Três técnicos de enfermagem do Distrito Federal foram presos pela Polícia Civil (PCDF), acusados de matar três pacientes do Hospital Anchieta, em Taguatinga, entre novembro e dezembro de 2025.

Os casos, divulgados nesta segunda-feira (19/1), são tratados como homicídios e estão no centro da Operação Anúbis, que significa o deus egípcio da morte, conduzida pela Coordenação de Repressão a Homicídios e de Proteção à Pessoa (CHPP). A motivação ainda é investigada.

Os suspeitos de cometerem os crimes são Marcos Vinícius Silva Barbosa de Araújo, Amanda Rodrigues de Sousa e Marcela Camilly Alves da Silva. Eles teriam matado João Clemente Pereira, 63 anos, servidor da Caesb; Marcos Moreira, 33 anos, servidor dos Correios; Miranilde Pereira da Silva, professora aposentada, 75.

Além da substância letal, que também foi aplicada em João e Marcos, a professora aposentada também teve desinfetante introduzido em sua veia, de acordo com a investigação. A vítima recebeu, por “pelo menos 10 vezes”, o produto.

Segundo a investigação, Marcos Vinícius era o responsável por injetar as medicações, enquanto Amanda e Marcela davam cobertura.

O delegado responsável pelo caso, Wisllei Salomão, disse que os três suspeitos foram extremamente frios. “Quando mostramos os vídeos não esboçaram nenhuma reação e nenhum arrependimento. Frieza total”, destacou.

O caso foi denunciado às autoridades pelo próprio hospital, após a unidade de saúde observar circunstâncias atípicas relacionadas ao trio na UTI. “O hospital instaurou investigação, por iniciativa própria”, afirmou a instituição em nota.


Entenda o caso

  • A primeira fase da operação foi deflagrada em 11 de janeiro, com apoio do Departamento de Polícia Especializada (DPE);
  • Na ocasião, dois investigados foram presos temporariamente por ordem judicial. Também foram cumpridos mandados de busca e apreensão em endereços localizados em Taguatinga, Brazlândia e Águas Lindas, no Entorno do DF;
  • Durante as diligências, os policiais recolheram materiais considerados relevantes para a apuração, que passaram a ser analisados pelos investigadores;
  • A polícia busca esclarecer a dinâmica das mortes, o papel de cada suspeito e se houve participação de outras pessoas;
  • As investigações tiveram novo avanço na última quinta-feira (15/1), com a deflagração da segunda fase da Operação Anúbis;
  • Nessa etapa, a Polícia Civil cumpriu mais um mandado de prisão temporária contra uma investigada e realizou novas apreensões de dispositivos eletrônicos em Ceilândia e Samambaia.

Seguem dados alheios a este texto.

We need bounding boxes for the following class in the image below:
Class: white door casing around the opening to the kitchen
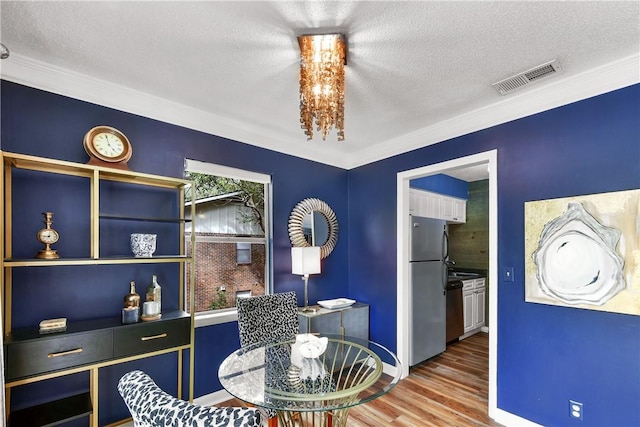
[396,150,498,419]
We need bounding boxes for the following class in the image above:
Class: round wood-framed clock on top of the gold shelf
[83,126,132,169]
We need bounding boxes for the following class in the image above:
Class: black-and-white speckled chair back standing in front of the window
[237,291,300,347]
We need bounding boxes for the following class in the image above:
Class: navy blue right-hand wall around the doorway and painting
[349,85,640,427]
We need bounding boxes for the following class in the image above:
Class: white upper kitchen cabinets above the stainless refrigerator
[409,188,467,223]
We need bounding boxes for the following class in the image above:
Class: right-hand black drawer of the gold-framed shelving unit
[113,317,191,357]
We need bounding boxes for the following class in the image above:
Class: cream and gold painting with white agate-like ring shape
[524,190,640,315]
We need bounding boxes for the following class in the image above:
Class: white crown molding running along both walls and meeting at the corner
[0,53,640,169]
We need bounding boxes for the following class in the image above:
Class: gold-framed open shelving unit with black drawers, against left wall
[0,152,195,426]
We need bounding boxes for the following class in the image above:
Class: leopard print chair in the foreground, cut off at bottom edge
[118,371,261,427]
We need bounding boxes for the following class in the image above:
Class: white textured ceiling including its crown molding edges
[0,0,640,172]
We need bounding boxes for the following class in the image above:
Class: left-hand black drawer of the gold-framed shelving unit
[6,330,113,381]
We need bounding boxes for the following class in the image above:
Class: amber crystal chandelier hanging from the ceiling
[298,34,346,141]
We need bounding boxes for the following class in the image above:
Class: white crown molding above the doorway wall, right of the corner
[346,54,640,169]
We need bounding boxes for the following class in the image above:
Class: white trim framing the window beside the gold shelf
[184,159,273,328]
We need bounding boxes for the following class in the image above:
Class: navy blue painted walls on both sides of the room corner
[1,81,640,427]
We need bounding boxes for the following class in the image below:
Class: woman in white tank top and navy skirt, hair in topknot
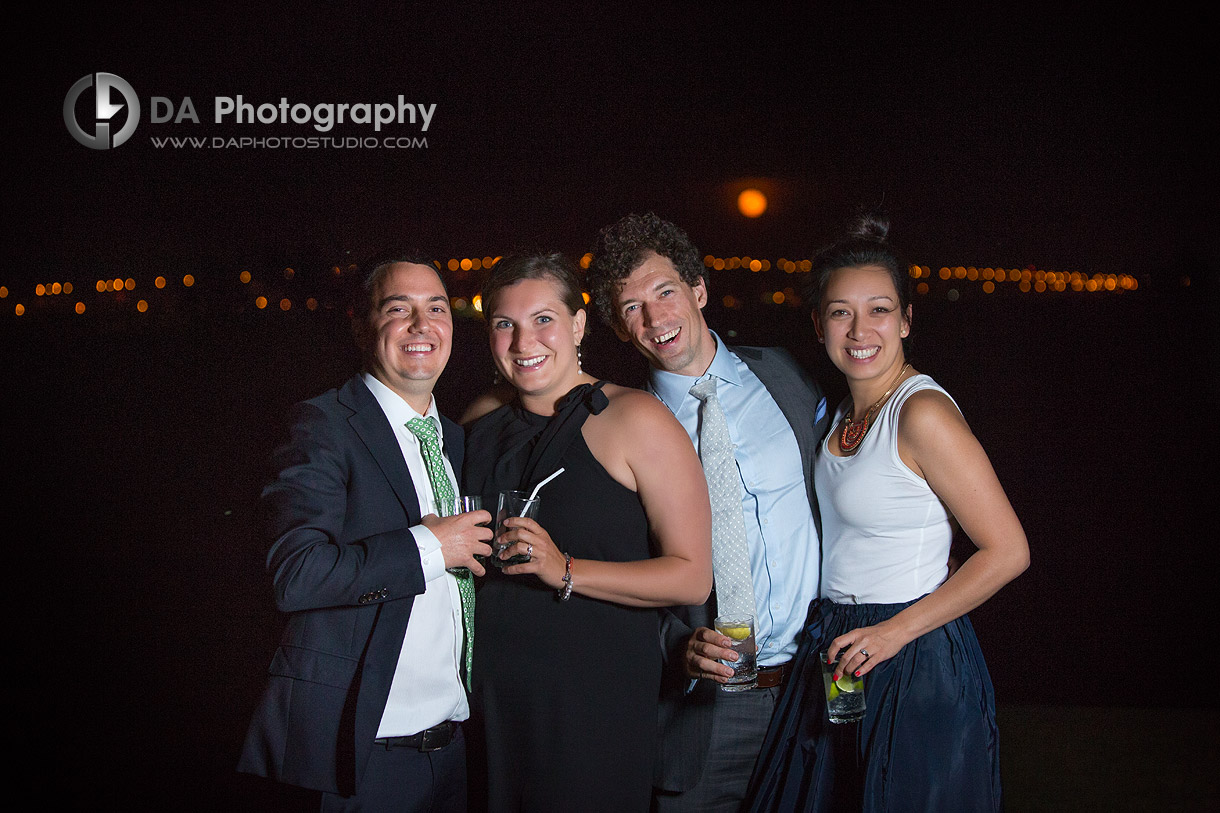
[752,216,1030,811]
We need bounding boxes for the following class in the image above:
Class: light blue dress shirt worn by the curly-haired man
[649,332,820,667]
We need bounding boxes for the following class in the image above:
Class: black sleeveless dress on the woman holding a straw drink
[464,382,661,813]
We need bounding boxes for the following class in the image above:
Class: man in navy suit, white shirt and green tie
[238,255,490,811]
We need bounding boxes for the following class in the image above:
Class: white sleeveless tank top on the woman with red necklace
[814,375,956,604]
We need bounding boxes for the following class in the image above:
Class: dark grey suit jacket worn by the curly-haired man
[653,347,828,791]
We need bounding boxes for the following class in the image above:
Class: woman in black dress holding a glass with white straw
[465,254,711,812]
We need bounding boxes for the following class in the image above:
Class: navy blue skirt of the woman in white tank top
[750,599,1000,812]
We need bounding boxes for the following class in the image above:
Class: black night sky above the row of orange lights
[6,4,1216,275]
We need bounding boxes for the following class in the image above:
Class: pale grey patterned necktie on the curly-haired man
[691,376,754,616]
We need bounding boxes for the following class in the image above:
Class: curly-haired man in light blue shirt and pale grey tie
[589,214,827,813]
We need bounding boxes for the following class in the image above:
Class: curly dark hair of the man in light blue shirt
[586,212,706,327]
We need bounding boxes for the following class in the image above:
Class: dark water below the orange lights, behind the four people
[7,283,1216,809]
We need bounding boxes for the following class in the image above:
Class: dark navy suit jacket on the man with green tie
[238,376,464,795]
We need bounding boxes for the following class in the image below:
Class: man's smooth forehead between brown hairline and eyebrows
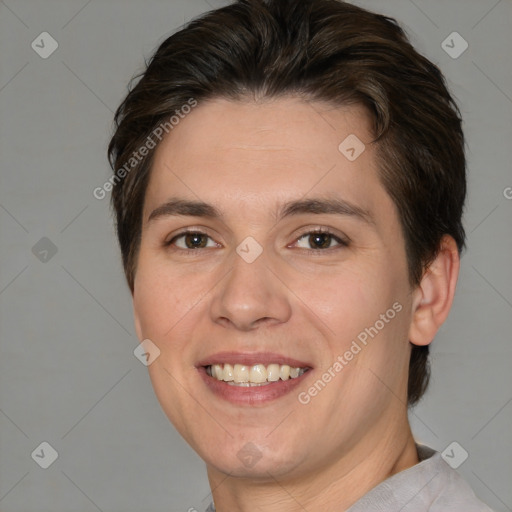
[144,97,389,223]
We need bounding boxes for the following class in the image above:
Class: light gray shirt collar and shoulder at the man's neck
[206,444,492,512]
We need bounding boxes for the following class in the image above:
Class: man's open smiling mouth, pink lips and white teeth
[197,353,312,406]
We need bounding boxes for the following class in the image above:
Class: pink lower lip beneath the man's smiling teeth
[198,366,311,405]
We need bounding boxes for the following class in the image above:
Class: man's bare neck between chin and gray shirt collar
[208,418,419,512]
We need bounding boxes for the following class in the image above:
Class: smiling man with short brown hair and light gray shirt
[109,0,489,512]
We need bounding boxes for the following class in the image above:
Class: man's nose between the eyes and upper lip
[210,251,291,331]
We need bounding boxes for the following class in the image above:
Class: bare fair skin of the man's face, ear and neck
[133,97,459,512]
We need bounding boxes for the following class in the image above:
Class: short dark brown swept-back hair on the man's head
[108,0,466,405]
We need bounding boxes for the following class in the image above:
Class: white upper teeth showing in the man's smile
[206,363,306,384]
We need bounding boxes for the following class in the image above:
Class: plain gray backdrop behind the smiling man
[0,0,512,512]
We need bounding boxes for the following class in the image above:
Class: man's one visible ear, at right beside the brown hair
[409,235,460,345]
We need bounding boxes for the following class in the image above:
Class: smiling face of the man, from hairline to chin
[133,97,412,478]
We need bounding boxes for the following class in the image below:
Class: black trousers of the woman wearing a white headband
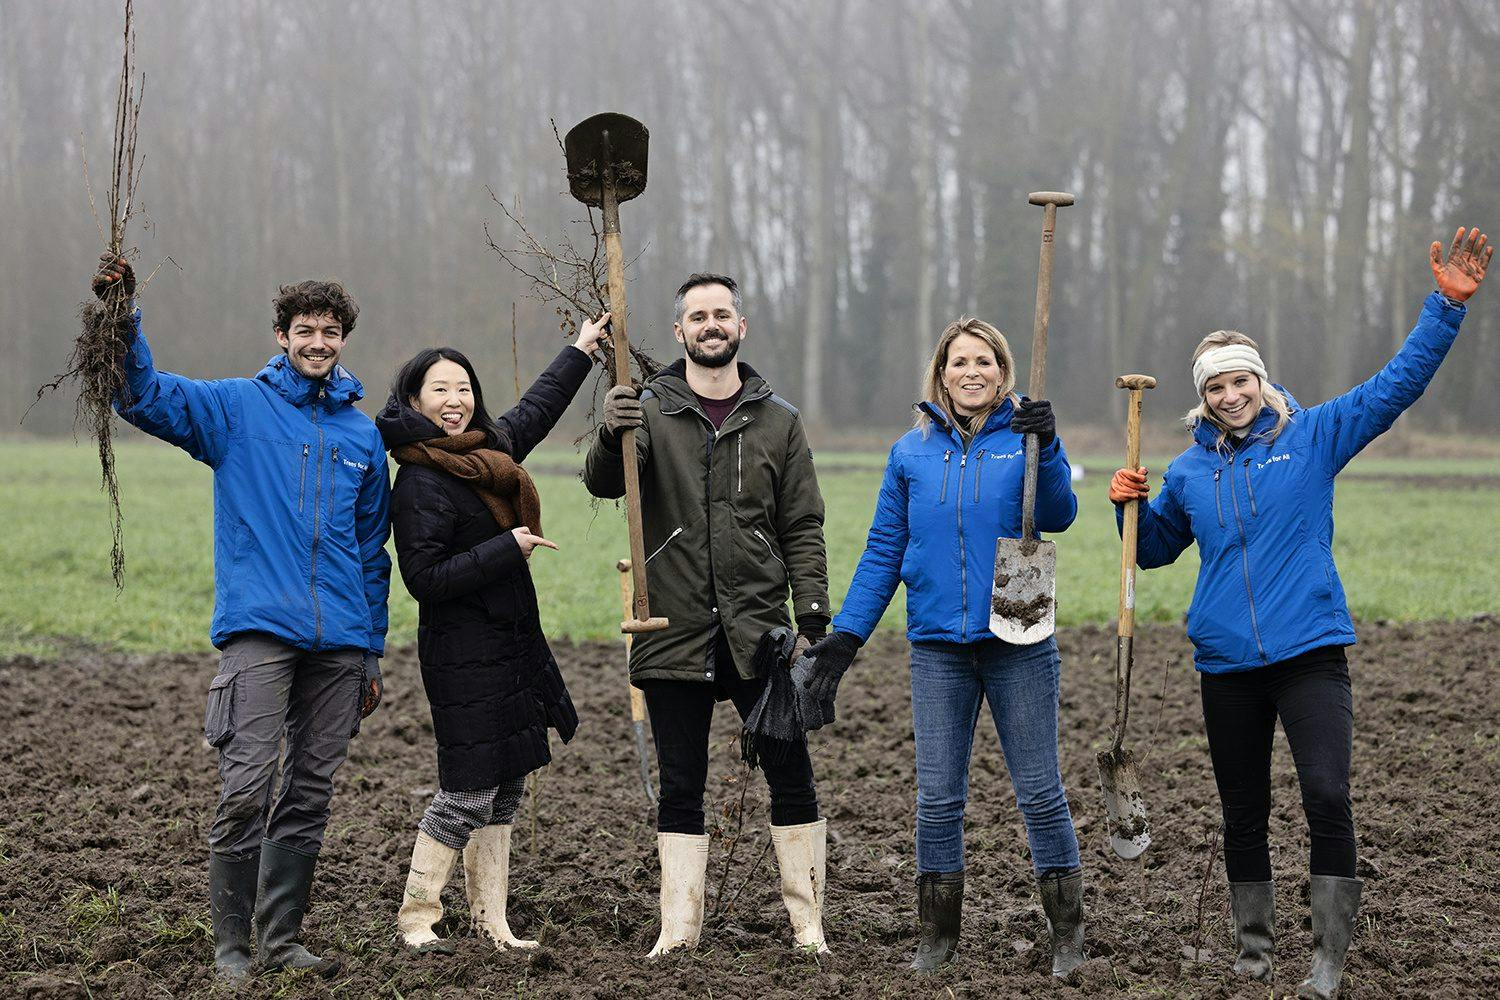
[1200,646,1355,882]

A PCDF vai elaborar pelo menos 20 laudos sobre as três mortes ocorridas na Unidade de Tratamento Intensivo (UTI) do Hospital Anchieta, em Taguatinga (DF). A corporação vai analisar se houve, dentro do período de um ano, outros óbitos em circunstâncias parecidas com a das três vítimas — que tiveram mortes abruptas após aplicação de uma substância letal.

Manifestações

O Conselho Regional de Enfermagem do Distrito Federal (Coren-DF) disse, por meio de nota, que “está acompanhando o caso e instaurou procedimento de apuração para verificar eventuais implicações éticas relacionadas à conduta de profissionais de enfermagem possivelmente envolvidos, adotando as providências cabíveis no âmbito de sua competência legal”.

Já o Sindicato dos Auxiliares e Técnicos em Enfermagem do Distrito Federal (Sindate-DF), se colocou à disposição para prestar o apoio necessário aos profissionais, dentro dos limites legais e institucionais. “O Sindate reafirma seu compromisso com a ética, a valorização da categoria e o respeito à vida, confiando que todos os fatos serão devidamente esclarecidos.